In Longing for Home, the latest historical romance by Sarah M. Eden, a woman struggles to right the terrible wrong she committed as a child, but finds her plans changing in the face of the care and love of two new men in her life. It is a tender and heartwarming story of love, forgiveness, and belonging, that will have readers laughing, weeping, and sighing with pleasure.
Katie Macauley has been a housekeeper since the tender age of eight when her father gave her away. She came to America determined to earn enough money to return to Ireland and pay restitution to her family for what she believes is her fault regarding the loss of her father’s land and her sister’s life. Their forgiveness has become her desperate quest, but with her savings lacking, she agrees to a post as housekeeper in Hope Springs, Wyoming Territory whose pay promises her return within the year.

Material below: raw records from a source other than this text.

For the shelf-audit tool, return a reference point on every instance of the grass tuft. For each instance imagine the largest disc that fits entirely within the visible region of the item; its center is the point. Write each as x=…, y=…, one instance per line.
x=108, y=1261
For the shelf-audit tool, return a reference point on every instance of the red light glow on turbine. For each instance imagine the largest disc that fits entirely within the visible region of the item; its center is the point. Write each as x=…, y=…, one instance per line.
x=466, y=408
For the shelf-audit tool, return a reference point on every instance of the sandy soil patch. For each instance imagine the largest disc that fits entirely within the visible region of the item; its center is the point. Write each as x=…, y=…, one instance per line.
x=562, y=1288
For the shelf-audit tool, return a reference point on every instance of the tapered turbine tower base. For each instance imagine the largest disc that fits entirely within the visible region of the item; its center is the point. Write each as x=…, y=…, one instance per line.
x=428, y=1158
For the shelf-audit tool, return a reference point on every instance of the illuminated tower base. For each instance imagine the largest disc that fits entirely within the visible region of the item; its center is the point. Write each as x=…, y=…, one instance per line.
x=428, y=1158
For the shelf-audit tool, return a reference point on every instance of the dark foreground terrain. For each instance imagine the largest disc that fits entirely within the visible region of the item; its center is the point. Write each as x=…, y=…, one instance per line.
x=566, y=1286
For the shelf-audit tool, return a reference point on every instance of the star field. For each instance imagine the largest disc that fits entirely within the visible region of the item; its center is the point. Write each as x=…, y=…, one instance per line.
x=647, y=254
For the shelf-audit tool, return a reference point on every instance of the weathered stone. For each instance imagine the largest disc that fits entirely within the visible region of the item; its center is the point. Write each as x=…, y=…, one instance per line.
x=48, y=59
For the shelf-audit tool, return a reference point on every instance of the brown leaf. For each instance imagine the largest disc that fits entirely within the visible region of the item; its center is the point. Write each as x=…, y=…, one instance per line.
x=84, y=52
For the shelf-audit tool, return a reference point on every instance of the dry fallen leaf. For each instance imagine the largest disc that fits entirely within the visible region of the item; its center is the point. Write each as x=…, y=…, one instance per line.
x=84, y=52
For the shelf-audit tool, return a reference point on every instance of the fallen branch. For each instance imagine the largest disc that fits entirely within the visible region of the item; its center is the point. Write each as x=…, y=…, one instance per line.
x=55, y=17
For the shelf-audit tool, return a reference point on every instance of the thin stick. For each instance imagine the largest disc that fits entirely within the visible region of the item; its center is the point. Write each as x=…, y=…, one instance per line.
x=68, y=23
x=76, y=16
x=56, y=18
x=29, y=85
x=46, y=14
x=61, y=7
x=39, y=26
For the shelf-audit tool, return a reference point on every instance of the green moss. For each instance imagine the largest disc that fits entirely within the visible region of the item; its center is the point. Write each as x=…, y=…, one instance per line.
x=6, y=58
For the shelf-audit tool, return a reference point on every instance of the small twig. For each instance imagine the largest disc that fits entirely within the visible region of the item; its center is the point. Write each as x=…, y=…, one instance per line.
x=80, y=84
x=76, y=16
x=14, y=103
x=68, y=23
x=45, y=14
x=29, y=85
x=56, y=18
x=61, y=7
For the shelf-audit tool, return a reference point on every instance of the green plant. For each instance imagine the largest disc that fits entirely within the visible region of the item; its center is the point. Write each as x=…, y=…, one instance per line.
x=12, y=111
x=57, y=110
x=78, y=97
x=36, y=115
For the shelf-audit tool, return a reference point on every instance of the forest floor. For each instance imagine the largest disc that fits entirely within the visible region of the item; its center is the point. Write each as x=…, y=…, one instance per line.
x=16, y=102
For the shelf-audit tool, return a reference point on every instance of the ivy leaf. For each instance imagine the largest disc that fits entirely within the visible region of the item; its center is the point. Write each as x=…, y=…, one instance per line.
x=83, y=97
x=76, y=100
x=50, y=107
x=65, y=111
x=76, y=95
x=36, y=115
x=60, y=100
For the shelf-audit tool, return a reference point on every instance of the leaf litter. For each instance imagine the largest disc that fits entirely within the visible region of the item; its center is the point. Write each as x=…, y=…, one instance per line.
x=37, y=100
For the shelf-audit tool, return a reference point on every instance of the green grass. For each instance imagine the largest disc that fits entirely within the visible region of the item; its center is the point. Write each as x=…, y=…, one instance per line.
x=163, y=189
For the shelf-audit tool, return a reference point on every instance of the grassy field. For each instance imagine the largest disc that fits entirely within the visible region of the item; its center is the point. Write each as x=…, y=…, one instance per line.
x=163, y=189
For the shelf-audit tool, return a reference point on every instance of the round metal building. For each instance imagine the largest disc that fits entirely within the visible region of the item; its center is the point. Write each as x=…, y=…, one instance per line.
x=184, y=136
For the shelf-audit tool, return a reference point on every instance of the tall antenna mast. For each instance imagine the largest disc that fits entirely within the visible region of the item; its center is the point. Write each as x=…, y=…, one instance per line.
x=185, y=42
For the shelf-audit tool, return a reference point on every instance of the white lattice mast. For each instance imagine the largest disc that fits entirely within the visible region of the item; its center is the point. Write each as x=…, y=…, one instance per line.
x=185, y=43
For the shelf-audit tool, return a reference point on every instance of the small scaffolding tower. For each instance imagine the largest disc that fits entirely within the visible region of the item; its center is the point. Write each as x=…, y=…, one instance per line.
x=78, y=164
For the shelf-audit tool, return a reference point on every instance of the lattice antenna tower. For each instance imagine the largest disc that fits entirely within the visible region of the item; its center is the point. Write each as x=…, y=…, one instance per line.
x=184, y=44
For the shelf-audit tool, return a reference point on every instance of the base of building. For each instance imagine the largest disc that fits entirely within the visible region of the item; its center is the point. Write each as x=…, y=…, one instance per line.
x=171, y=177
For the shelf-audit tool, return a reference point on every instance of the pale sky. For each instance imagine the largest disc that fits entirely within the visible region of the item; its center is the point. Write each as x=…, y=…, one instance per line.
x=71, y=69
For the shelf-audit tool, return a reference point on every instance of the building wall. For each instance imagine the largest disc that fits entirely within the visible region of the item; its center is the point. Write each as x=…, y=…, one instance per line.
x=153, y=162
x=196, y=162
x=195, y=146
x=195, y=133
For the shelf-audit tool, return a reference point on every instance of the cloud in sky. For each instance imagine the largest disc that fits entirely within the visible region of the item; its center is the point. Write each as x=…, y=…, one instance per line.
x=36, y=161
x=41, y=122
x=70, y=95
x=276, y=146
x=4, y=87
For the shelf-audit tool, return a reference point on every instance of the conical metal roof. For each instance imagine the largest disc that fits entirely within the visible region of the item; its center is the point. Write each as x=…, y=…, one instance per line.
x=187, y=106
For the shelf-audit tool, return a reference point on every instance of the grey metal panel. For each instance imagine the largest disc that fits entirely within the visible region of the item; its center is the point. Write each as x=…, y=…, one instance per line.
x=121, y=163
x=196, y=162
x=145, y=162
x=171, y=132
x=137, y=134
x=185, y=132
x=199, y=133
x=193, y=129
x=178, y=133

Upon her arrival, the overly handsome, confident charmer Tavish O’Connor has her bristling. Her employer, Joseph Archer, a surprisingly younger man than she had expected, realizes she is Irish and tries to send her away. Katie wonders if she has made the right decision in coming. She doesn’t realize the mess she has just stepped into with the intense division in town between the Americans and the Irish, nor what difficulty her new post will create. So, with desperation pushing her, she pleads for her job. Friendships grow and love blossoms in the weeks that follow and despite growing tension and threats, Katie finds herself happy and having to make an unanticipated decision.
This story is not merely a tale of love. Longing for Home brings a reminder of times past, when immigrants suffered in a country claiming freedom to all. With so many wanting to share the space, learning to get along would sometimes prove challenging. Eden captures that friction very well in her story. Back then, it was nothing to treat another race shamefully, to the point of pure contempt to women: “He lowered his voice to a whisper. ‘I would not allow a filthy Irishwoman to buy a half-penny’s worth of goods on credit. So you would do well to keep quiet and out of the way where your kind belongs.’”
Longing for Home is a longer book, but it is an easy, pleasant read with characters well drawn and easy to sympathize with. The many references to Irish lore and dialect, such as “lass” and “a lovely colleen, she is” will bring a smile of appreciation and, no doubt, a change in the reader’s own accent.
The ending lacks closure, yet in the time frame given it ‘s unrealistic to have solved every problem. It does, however, leave the reader with the pleasant sense that there is a book two in the making.